Absolutely, but it's not like selling a car you own free and clear. The bank has the title, so you're essentially selling it for them. The key is getting the exact payoff amount from your lender and making sure that money gets to them during the sale. If you owe more than the car is worth, you'll have to bring cash to the table to cover the gap. Selling to a dealership is often the easiest way to avoid the hassle.

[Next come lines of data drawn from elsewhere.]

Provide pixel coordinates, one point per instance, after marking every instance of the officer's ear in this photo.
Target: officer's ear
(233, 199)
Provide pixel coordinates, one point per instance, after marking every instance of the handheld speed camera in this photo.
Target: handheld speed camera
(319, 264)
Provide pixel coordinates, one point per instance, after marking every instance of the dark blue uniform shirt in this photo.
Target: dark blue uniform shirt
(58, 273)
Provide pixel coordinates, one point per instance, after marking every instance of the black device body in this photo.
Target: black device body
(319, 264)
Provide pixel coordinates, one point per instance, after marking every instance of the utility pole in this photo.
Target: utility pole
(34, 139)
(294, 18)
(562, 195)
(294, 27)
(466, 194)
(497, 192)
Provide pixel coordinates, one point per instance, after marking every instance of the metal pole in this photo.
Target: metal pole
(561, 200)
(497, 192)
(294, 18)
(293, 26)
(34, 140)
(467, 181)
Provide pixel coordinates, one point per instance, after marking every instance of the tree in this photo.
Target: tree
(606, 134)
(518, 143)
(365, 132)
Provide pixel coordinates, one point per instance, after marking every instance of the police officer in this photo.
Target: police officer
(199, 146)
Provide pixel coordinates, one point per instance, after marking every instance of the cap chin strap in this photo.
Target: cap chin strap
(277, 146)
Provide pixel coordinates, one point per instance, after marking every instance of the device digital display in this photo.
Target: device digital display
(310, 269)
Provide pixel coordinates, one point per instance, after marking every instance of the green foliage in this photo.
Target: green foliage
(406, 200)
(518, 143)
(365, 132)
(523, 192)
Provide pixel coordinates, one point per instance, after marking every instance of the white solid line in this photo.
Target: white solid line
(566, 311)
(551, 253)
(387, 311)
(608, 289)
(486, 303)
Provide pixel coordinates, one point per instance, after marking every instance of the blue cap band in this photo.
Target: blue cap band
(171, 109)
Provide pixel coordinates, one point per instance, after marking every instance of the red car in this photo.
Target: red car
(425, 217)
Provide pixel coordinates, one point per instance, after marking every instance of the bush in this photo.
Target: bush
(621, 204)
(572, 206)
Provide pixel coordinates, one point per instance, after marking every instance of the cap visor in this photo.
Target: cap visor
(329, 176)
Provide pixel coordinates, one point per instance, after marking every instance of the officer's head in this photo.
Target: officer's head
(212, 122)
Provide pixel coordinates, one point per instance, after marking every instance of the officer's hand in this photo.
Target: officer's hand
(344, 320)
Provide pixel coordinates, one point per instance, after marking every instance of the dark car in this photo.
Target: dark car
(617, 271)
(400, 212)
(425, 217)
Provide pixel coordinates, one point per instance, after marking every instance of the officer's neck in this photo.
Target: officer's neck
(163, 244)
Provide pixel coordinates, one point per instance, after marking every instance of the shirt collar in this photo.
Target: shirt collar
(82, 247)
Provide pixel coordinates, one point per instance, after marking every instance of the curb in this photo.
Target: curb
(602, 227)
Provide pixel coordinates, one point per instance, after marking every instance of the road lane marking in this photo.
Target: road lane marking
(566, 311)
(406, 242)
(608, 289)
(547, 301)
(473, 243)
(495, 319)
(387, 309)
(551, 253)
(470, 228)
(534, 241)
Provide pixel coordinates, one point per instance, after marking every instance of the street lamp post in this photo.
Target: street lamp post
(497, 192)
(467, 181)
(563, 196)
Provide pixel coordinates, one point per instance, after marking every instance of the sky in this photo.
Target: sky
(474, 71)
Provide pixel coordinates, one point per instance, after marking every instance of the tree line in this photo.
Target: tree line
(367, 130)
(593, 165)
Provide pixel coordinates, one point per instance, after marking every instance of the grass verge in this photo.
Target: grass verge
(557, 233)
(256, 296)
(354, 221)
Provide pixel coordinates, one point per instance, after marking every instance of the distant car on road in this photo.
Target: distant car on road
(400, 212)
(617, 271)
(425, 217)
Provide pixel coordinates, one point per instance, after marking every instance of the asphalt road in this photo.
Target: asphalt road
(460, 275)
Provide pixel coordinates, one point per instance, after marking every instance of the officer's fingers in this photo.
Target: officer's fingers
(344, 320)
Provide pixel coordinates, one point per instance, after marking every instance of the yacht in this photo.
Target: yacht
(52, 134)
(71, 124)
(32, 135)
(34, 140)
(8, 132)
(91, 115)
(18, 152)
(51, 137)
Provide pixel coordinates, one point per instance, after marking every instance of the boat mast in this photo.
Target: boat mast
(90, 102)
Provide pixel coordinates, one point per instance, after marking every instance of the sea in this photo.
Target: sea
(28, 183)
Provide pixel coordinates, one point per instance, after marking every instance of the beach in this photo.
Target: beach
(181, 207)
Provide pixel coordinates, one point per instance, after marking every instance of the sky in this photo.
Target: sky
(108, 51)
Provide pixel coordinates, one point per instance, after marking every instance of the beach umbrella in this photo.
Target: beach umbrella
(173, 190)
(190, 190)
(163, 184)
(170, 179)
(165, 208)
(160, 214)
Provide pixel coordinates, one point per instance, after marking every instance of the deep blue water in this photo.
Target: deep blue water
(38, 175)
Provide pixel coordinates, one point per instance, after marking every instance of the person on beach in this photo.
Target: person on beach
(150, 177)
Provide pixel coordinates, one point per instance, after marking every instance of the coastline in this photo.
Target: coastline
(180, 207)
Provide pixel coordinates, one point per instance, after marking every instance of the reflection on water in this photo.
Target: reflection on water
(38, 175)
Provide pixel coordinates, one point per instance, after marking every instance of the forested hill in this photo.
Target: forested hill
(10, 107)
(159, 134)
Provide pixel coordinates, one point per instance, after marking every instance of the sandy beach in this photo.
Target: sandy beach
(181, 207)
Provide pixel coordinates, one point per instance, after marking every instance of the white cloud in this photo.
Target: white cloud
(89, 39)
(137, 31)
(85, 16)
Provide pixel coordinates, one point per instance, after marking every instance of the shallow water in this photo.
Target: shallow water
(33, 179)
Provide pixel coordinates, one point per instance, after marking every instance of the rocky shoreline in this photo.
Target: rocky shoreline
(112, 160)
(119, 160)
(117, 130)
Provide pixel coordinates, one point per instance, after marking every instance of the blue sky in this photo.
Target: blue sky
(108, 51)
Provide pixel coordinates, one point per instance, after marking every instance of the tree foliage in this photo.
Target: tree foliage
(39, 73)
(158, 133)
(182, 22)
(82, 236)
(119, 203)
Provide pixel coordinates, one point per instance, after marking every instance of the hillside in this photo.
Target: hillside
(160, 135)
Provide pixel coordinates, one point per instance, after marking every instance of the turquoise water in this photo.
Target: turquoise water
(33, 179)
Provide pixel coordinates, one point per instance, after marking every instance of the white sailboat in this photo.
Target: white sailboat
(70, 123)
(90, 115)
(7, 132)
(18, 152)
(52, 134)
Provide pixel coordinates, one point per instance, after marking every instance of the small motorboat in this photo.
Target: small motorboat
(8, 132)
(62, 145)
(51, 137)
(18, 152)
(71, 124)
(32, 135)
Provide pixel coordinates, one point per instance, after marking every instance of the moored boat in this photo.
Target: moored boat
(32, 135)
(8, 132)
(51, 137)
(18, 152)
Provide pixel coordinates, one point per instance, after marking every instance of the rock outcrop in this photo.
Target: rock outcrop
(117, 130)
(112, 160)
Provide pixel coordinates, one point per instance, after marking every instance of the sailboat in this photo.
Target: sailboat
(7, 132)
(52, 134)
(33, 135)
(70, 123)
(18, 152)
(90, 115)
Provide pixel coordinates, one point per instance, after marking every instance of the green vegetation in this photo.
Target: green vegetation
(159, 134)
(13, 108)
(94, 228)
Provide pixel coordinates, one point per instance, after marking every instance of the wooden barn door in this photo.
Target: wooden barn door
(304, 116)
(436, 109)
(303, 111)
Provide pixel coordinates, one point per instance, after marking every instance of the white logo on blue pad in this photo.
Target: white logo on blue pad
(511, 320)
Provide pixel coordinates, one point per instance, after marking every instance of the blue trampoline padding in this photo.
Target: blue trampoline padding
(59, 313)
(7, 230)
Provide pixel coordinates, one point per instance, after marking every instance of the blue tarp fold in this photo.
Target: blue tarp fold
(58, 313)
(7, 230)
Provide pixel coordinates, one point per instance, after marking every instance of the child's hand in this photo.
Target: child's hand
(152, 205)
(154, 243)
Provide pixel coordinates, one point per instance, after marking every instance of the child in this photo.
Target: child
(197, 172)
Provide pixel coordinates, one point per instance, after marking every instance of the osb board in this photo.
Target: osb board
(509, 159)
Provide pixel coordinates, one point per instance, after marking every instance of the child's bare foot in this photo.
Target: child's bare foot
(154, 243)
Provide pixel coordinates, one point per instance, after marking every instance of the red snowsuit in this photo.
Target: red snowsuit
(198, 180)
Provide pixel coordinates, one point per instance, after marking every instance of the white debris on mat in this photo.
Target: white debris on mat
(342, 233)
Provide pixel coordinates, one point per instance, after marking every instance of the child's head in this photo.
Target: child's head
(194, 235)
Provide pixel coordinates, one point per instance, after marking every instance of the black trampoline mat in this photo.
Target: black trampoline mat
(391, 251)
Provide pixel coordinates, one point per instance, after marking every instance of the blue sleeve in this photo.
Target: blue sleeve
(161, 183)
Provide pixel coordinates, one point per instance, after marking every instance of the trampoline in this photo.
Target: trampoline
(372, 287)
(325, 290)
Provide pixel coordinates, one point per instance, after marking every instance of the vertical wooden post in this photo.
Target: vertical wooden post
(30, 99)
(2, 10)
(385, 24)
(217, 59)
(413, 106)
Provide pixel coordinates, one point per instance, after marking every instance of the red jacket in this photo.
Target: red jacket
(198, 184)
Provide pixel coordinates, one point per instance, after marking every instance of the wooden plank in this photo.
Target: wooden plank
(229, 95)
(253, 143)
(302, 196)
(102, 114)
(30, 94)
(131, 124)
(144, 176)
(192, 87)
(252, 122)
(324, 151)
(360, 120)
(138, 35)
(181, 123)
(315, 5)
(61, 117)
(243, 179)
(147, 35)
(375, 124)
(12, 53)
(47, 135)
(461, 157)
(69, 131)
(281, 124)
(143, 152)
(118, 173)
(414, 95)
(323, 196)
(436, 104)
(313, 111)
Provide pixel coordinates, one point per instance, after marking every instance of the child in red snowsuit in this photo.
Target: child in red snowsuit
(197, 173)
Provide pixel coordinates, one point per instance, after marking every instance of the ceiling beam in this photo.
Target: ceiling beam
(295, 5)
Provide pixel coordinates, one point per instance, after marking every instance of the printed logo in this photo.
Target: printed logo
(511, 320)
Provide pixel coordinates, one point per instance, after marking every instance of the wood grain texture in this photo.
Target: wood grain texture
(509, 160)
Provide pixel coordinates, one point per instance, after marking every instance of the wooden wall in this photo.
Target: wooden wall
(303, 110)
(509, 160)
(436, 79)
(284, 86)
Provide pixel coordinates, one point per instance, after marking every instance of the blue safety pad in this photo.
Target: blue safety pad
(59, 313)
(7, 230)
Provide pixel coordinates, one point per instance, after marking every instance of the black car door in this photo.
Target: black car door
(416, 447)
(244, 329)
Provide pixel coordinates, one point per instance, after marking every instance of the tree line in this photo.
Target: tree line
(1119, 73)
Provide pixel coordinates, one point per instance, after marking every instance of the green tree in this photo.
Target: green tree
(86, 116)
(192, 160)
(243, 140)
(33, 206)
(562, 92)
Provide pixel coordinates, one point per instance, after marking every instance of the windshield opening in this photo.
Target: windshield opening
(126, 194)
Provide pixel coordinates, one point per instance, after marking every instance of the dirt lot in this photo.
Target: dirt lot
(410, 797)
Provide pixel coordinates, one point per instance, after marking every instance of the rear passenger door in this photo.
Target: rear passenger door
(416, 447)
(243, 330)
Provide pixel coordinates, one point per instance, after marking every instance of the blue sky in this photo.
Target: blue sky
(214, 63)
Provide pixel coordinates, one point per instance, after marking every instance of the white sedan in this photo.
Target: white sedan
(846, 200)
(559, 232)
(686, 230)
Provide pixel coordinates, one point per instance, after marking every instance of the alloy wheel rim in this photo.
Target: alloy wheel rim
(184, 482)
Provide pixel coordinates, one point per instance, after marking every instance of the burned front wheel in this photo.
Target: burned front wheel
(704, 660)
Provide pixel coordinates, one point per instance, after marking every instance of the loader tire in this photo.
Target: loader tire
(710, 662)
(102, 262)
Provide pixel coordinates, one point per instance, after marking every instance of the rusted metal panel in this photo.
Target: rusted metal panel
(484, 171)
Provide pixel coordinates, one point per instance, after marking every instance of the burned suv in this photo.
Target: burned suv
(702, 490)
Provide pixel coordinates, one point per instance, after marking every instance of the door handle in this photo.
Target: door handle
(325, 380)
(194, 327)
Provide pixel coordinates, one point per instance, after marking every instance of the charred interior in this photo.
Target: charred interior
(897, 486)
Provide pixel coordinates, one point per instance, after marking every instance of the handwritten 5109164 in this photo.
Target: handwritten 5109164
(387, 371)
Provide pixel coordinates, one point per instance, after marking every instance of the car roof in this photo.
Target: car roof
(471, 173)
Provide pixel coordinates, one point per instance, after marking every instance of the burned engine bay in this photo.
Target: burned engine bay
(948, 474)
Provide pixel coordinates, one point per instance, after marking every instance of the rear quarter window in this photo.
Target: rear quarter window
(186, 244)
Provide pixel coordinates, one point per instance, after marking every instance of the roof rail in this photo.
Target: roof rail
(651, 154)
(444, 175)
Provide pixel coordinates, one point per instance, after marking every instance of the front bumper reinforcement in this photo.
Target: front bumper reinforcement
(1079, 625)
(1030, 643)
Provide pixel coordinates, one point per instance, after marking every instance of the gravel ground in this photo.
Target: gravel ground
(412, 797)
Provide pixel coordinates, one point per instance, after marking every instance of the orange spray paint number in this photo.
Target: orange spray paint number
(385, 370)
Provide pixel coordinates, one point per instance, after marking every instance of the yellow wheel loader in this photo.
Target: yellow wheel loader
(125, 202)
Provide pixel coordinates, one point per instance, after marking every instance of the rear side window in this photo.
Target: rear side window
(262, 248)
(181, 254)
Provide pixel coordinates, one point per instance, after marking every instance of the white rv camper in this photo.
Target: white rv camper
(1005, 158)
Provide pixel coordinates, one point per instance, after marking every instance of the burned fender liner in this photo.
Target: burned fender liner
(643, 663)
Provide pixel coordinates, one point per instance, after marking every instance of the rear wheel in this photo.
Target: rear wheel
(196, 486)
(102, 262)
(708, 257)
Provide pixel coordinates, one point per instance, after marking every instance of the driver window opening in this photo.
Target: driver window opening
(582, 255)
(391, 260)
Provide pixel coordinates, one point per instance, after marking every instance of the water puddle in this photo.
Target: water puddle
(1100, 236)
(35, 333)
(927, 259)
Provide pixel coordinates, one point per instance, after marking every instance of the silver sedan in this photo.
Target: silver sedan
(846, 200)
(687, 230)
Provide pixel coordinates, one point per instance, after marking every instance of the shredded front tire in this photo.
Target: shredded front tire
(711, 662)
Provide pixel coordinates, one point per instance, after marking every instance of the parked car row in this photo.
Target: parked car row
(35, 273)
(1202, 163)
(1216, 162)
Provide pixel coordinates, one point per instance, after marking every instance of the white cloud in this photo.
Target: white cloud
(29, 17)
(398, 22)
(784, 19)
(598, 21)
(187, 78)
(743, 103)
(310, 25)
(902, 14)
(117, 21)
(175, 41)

I did this last year. The main thing is being transparent with potential buyers. You have to explain that the title is with the lender and there will be a short delay after the sale while the bank processes the payoff and releases it. I met the buyer at my union, they gave a cashier's check directly to the bank, and the bank handled everything. It went smoothly, but you have to be organized and communicate clearly every step of the way.

Financially, the first step is to see if you're in a positive or negative equity position. Check your loan balance online and then get an instant cash offer from Carvana or Vroom. If the offer covers your loan, you're in a good spot. If not, you need to decide if paying the difference to get out of the loan is worth it for your budget. A dealer trade-in can also be a very straightforward option, especially if you're another car from them.

From a standpoint, you cannot transfer a title you do not possess. The sale is contingent on settling the debt with the lienholder. The process must be handled meticulously to avoid fraud accusations or a situation where you have a buyer's money but no title to give them. Using an escrow service or conducting the transaction at the lender's physical branch provides a secure paper trail for all parties. Always ensure the loan is satisfied and the title is properly transferred to finalize the sale legally.